Another factor that can influence investors is FOMO, or the fear of missing out, especially with tech giants and popular consumer-facing stocks.

What if you'd invested in Alphabet (GOOGL - Free Report) ten years ago? It may not have been easy to hold on to GOOGL for all that time, but if you did, how much would your investment be worth today?

Alphabet's Business In-Depth

With that in mind, let's take a look at Alphabet's main business drivers.

Alphabet is one of the most innovative companies in the modern technological age. Over the last few years, the company has evolved from primarily being a search-engine provider to cloud computing, ad-based video and music streaming, autonomous vehicles, healthcare providers and others. In the online search arena, Google has a monopoly with more than 94% of the online search volume and market.

The company is gaining market share in the cloud-computing, driven by continued strength in Google Cloud Platform and Google Workspace.

Alphabet also enjoys a dominant position in the autonomous vehicles market, thanks to Waymo’s relentless efforts. In addition, it has bolstered its footprint in the healthcare industry with its life science division, Verily. The company has also become a renowned name in the world of entertainment on the back of YouTube.

Alphabet is also known as the maker of smartwatches (Pixel Watch), laptops and tablets (Chromebooks), and smart home products (Google Nest).

Alphabet, headquartered in Mountain View, CA, runs several businesses, most of which come under Google, which reports under two segments — Google Services and Google Cloud. The non-Google businesses fall under the Other Bets segment.

Total revenues were $350 billion in 2024, up 14% over 2023. Google Services, Google Cloud and Other Bets generated 87.1%, 12.4% and 0.5% of total revenues, respectively.

The Google Services includes products and services such as ads, Android, Chrome, devices, Gmail, Google Drive, Google Maps, Google Photos, Google Play, Search, and YouTube. The segment generates revenues primarily from performance and brand advertising, which remains crucial for the overall business. Ad revenues accounted for 75.6% of the total revenues in 2024.

Google Cloud is comprised of Google Cloud Platform and Google Workspace. Its key capabilities include AI infrastructure, database and analytics, collaboration tools, cybersecurity and generative AI.

Other Bets is a combination of multiple businesses, generating revenues primarily from the sale of healthcare-related and internet services.

Bottom Line

Putting together a successful investment portfolio takes a combination of research, patience, and a little bit of risk. For Alphabet, if you bought shares a decade ago, you're likely feeling really good about your investment today.

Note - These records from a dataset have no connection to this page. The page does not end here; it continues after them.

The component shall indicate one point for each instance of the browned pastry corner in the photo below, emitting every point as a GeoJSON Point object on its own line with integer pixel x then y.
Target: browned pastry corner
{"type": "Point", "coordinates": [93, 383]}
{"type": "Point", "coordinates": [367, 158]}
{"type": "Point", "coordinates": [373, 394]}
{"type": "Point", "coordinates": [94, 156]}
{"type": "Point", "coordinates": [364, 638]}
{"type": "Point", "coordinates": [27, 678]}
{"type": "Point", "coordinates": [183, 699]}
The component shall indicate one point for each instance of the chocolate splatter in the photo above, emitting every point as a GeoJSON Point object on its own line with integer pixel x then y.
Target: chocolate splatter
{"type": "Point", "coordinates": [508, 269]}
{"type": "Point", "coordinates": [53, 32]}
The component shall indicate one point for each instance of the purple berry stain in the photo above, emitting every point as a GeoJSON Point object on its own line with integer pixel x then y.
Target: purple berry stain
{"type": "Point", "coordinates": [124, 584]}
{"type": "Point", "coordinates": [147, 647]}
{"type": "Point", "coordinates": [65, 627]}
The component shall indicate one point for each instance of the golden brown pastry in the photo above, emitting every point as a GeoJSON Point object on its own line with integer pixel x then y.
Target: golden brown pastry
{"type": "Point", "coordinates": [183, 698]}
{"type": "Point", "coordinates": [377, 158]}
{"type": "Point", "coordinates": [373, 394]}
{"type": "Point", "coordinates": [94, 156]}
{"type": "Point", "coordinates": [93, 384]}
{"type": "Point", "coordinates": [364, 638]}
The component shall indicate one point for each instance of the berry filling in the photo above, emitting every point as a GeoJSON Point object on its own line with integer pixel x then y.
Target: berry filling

A $1000 investment made in July 2015 would be worth $5,247.99, or a gain of 424.80%, as of July 18, 2025, according to our calculations. This return excludes dividends but includes price appreciation.

Compare this to the S&P 500's rally of 196.12% and gold's return of 183.10% over the same time frame.

Analysts are anticipating more upside for GOOGL.

Alphabet is riding on strong cloud and search growth. Google Cloud is benefiting from accelerated growth across AI infrastructure, enterprise AI platform Vertex and strong adoption of Generative AI solutions. The company expects capital expenditures in 2025 to be relatively higher than in 2024, aimed at building technical infrastructure, primarily for servers, followed by data centers and networking. Its dominant position in the search engine market is a strong growth driver. In first-quarter 2025, GOOGL saw continued double-digit revenue growth in Search. Alphabet surpassed 270 million paid subscriptions with YouTube and Google One as key drivers. However, increasing litigation issues are a concern. Intensifying competition from Microsoft and Amazon in cloud computing is a headwind. Shares have underperformed its industry year to date.

Shares have gained 5.92% over the past four weeks and there have been 4 higher earnings estimate revisions for fiscal 2025 compared to none lower. The consensus estimate has moved up as well.